The Phase Transition
The final expression above is the usual stopping point in most statistical mechanics classes. However, we are going to take it a step further. Take a look at the denominators in the expression above. Something interesting is happening in the liminting case when \(x\) approaches one. In the figures below, I plot the value of \(\langle s \rangle\) as a function of \(x\) at different values of \(N\). Notice that I center each graph around \(x = 1\).
It looks like the expression has a discontinuity centered at \(x=1\) when \(N\rightarrow\infty\). This discontinuity corresponds to a phase change  the phase of relatively few links being open changes to the phase of almost all links being open.
Not quite little cupcake. It is true that \(exp(\beta\epsilon)\) can never equal one, so we will never see a phase transition in the traditional solution to the zipper problem where \(G=1\). However, the expression \(x = Gexp(\beta \epsilon)\) can equal one if G is large enough.
\[\begin{equation} Ge^{\beta \epsilon} = 1 \end{equation}\] \[\begin{equation} G = e^{\beta \epsilon} \end{equation}\]When the degeneracy of the system is equal to \(exp(\beta\epsilon)\), we will see a phase transition. Pretty neat.

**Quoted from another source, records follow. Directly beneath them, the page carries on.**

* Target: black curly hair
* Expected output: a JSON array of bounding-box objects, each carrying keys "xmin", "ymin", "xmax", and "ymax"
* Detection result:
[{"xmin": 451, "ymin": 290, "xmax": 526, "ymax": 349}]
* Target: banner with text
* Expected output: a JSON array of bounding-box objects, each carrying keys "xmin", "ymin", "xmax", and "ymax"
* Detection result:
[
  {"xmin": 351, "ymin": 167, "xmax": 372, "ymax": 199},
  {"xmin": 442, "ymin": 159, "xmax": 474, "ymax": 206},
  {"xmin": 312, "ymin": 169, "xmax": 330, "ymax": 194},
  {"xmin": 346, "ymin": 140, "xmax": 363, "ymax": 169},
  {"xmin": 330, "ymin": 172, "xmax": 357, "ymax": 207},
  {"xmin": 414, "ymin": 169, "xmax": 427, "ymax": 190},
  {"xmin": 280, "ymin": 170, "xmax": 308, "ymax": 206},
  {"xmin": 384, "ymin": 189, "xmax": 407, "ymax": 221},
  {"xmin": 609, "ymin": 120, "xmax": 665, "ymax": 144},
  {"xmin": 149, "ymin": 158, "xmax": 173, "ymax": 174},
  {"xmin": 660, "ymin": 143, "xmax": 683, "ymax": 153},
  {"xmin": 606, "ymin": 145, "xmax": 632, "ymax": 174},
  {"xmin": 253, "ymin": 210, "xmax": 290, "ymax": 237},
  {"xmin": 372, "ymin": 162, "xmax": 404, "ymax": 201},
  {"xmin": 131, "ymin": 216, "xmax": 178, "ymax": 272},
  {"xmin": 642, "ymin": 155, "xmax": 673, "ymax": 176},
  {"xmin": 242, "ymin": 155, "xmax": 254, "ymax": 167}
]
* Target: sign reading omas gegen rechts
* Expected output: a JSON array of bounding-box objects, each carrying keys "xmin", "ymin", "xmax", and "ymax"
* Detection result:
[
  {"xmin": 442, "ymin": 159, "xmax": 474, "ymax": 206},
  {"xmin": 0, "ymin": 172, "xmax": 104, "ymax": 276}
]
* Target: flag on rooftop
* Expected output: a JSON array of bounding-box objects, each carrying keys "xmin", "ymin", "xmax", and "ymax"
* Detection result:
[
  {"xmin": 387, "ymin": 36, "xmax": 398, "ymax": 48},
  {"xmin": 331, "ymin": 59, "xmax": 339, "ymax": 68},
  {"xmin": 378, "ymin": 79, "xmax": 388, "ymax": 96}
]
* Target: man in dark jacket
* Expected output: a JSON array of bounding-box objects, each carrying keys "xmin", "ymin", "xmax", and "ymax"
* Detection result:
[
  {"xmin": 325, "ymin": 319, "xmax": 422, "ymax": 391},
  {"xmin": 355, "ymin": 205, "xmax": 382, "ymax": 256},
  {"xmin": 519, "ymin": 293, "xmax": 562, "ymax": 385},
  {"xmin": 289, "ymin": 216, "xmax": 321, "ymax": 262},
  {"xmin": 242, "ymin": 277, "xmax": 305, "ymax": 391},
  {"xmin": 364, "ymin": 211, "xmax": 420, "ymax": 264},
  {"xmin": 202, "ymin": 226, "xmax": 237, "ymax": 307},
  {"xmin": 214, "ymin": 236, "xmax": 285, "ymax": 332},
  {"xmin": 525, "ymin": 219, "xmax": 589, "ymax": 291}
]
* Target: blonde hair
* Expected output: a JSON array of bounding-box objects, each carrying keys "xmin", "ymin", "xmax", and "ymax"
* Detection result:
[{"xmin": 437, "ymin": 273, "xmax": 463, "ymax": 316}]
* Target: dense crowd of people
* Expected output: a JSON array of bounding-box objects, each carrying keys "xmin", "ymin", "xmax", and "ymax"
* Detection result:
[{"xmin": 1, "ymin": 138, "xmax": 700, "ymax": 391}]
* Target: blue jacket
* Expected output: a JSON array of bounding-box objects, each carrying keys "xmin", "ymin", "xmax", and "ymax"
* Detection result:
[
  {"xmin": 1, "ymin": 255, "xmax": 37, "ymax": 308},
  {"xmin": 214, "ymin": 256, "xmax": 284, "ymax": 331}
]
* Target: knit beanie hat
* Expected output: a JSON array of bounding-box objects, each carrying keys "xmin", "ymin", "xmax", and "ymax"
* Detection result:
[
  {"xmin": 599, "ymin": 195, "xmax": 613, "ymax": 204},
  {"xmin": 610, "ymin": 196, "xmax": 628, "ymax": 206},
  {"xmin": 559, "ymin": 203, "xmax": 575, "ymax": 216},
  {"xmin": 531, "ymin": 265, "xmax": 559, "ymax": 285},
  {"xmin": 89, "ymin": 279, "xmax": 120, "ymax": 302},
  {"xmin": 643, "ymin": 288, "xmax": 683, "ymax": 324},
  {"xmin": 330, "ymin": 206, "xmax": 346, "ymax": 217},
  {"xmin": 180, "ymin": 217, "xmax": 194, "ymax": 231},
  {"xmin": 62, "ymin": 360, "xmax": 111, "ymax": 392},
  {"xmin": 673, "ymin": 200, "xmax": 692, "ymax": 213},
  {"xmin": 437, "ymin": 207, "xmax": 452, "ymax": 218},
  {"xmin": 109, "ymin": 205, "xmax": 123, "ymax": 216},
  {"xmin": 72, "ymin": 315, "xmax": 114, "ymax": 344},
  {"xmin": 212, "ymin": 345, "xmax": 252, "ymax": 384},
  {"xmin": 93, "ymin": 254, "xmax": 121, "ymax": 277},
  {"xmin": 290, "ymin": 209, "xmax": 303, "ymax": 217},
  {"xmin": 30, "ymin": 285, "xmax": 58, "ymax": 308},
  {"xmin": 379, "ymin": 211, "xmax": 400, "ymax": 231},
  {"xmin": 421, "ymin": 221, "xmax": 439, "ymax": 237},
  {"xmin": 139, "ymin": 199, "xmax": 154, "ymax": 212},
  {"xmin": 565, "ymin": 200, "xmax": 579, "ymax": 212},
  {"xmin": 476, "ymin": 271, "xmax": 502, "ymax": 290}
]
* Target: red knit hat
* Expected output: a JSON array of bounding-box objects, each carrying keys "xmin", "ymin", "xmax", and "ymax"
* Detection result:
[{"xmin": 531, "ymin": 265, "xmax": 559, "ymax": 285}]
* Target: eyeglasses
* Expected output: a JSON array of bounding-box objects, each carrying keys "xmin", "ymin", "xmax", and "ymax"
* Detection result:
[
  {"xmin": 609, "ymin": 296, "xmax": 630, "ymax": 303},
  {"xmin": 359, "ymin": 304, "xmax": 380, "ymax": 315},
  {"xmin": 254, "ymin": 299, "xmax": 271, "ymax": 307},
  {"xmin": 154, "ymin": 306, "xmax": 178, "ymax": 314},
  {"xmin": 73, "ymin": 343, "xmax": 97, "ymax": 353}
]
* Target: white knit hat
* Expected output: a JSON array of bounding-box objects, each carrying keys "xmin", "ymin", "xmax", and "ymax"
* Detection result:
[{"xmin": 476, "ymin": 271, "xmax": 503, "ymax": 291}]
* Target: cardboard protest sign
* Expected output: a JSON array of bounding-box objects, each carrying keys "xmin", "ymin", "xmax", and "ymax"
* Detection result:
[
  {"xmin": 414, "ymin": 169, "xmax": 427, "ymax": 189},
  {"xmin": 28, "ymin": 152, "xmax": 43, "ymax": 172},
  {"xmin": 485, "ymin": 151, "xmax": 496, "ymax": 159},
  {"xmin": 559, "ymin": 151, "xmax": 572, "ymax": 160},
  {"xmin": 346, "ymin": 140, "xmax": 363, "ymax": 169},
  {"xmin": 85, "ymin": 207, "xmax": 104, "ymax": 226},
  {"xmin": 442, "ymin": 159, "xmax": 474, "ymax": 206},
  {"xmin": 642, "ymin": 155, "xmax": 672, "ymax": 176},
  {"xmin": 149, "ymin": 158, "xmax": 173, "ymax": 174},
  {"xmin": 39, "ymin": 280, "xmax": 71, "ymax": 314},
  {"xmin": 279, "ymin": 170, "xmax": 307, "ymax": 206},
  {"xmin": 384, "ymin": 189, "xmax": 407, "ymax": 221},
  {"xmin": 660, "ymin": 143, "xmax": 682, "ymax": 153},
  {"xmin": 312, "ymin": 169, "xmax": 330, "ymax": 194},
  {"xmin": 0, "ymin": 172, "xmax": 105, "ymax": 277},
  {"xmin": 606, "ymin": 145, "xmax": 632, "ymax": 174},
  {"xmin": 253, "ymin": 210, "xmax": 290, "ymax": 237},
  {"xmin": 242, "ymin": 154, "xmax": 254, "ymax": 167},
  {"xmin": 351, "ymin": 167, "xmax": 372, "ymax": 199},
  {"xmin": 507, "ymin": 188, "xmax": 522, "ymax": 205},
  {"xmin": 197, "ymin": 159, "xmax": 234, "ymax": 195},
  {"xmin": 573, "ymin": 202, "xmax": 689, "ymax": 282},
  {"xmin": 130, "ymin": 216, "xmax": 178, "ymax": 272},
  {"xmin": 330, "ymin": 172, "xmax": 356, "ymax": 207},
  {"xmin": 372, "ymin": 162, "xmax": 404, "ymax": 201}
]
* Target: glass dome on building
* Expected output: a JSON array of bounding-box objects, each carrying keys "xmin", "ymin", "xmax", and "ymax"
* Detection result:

In the real world, we cannot control \(G\) or \(\epsilon\); they are fixed values for a given system. However, we can control the temperature of the heat bath \(T\). Thus, we can rearrange the equation above to get the temperature at which the phase transition occurs:
\[\begin{equation} G = e^{\beta \epsilon} = e^{\epsilon/kT} \end{equation}\] \[\begin{equation} ln(G) = \epsilon/kT \end{equation}\] \[\begin{equation} T = \frac{\epsilon}{k ln(G)} \end{equation}\]Pretty snazzy.